Le spectacle présente une dystopie capitaliste totalitaire, où, enfin, les corps des travailleurs on pu être compressés dans les briques de leur emploi. C’est à partir de cette claustrophobie initiale que la pièce se déploie. Julius rêve et cherche à s’échapper de cette cage. Il tord les frontières, élargit la chambre et, de fait, brise ses chaines sociales.
Des individus errants, aliénés
Pour ce spectacle, Pauline Ringeade s’est inspirée de deux auteurs : le romancier Sigismund Krzyzanowski et l’auteur de bandes dessinées Marc-Antoine Mathieu. Dans leurs œuvres, les individus errent, aliénés par leur travail, leur logement, leurs factures… un état du monde sans espace de liberté, de rêverie, entièrement dédié à la productivité.

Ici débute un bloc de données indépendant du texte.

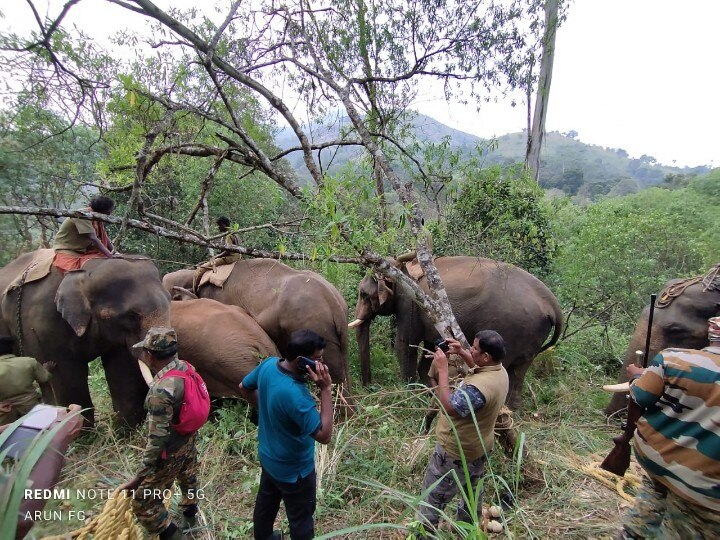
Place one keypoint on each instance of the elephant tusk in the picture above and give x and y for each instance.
(355, 323)
(617, 388)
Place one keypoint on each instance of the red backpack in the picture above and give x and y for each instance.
(196, 405)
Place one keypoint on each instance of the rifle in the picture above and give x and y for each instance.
(618, 460)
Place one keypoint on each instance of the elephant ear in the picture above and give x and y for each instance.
(71, 302)
(181, 293)
(385, 290)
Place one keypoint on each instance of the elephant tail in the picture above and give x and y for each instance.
(556, 319)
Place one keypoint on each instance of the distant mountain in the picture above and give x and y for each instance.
(567, 164)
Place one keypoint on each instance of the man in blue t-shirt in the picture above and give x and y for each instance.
(289, 424)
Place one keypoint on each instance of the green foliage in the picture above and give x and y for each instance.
(44, 161)
(498, 213)
(15, 474)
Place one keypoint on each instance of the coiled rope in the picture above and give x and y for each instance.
(710, 281)
(613, 481)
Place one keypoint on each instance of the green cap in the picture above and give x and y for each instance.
(158, 339)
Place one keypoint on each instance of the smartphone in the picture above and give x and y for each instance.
(304, 363)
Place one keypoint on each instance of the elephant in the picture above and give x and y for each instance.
(484, 295)
(222, 342)
(682, 324)
(281, 299)
(71, 319)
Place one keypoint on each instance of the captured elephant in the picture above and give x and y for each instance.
(223, 343)
(99, 311)
(282, 300)
(484, 295)
(682, 323)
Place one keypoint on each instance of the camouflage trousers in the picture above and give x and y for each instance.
(440, 466)
(659, 513)
(148, 499)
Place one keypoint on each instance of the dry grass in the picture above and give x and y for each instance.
(375, 464)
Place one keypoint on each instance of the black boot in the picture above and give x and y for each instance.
(171, 533)
(189, 520)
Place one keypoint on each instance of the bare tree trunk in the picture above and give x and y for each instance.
(535, 138)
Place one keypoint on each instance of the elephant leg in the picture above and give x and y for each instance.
(516, 373)
(127, 387)
(69, 385)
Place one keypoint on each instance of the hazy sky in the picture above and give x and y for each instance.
(641, 75)
(635, 74)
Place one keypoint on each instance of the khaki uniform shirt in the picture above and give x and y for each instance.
(163, 403)
(457, 369)
(74, 236)
(17, 374)
(476, 442)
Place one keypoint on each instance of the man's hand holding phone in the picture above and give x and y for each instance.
(319, 374)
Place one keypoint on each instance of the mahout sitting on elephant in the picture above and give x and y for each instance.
(680, 321)
(71, 319)
(281, 299)
(484, 295)
(223, 343)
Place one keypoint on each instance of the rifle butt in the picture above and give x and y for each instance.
(618, 460)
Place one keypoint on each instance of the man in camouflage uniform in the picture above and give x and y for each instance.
(17, 375)
(677, 441)
(222, 258)
(168, 455)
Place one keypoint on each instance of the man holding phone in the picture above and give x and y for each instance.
(289, 424)
(465, 430)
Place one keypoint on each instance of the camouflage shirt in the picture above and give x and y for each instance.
(163, 403)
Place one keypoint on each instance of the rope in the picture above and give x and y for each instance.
(18, 308)
(710, 281)
(116, 521)
(618, 483)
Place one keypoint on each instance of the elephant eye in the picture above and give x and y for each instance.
(676, 330)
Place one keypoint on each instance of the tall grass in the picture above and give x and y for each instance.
(370, 476)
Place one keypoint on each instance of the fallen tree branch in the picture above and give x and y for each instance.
(173, 235)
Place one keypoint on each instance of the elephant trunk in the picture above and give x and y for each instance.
(362, 334)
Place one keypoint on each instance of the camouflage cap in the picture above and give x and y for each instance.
(158, 339)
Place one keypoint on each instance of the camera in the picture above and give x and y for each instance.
(304, 363)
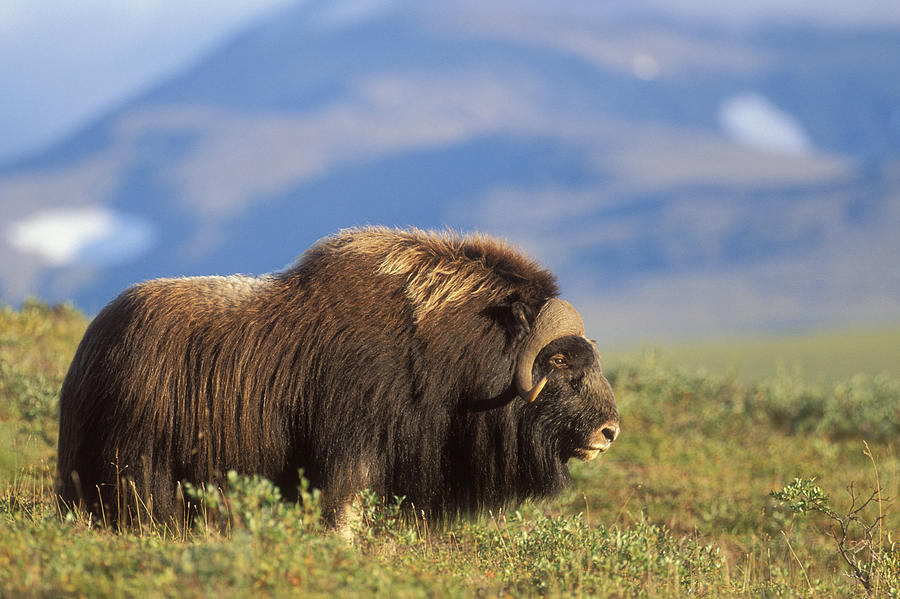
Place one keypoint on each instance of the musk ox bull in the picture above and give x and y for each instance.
(438, 367)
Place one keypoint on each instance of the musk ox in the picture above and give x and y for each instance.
(434, 366)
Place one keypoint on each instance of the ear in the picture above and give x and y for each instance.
(515, 316)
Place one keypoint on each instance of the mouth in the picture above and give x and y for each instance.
(586, 454)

Dans ce spectacle, Pauline Ringeade ne porte pas de discours politique ou moralisateur. Elle transmet seulement les esthétiques des deux auteurs, revisitées par le théâtre. La Pièce résulte de la friction entre deux plumes, l’une de mots et l’autre de traits.
Fkrzictions : ce nom impossible à prononcer est comme une altération du mot « friction » par Krzyzanowski. Ce mot, hors de la parole, illustre l’impossibilité de vivre. C’est à cela que Julius est confronté. Il sert d’individu témoin, il vit le quotidien de toute la population. Hanté par les figures cauchemardesques qui envahissent son clapier, il cherche une échappatoire.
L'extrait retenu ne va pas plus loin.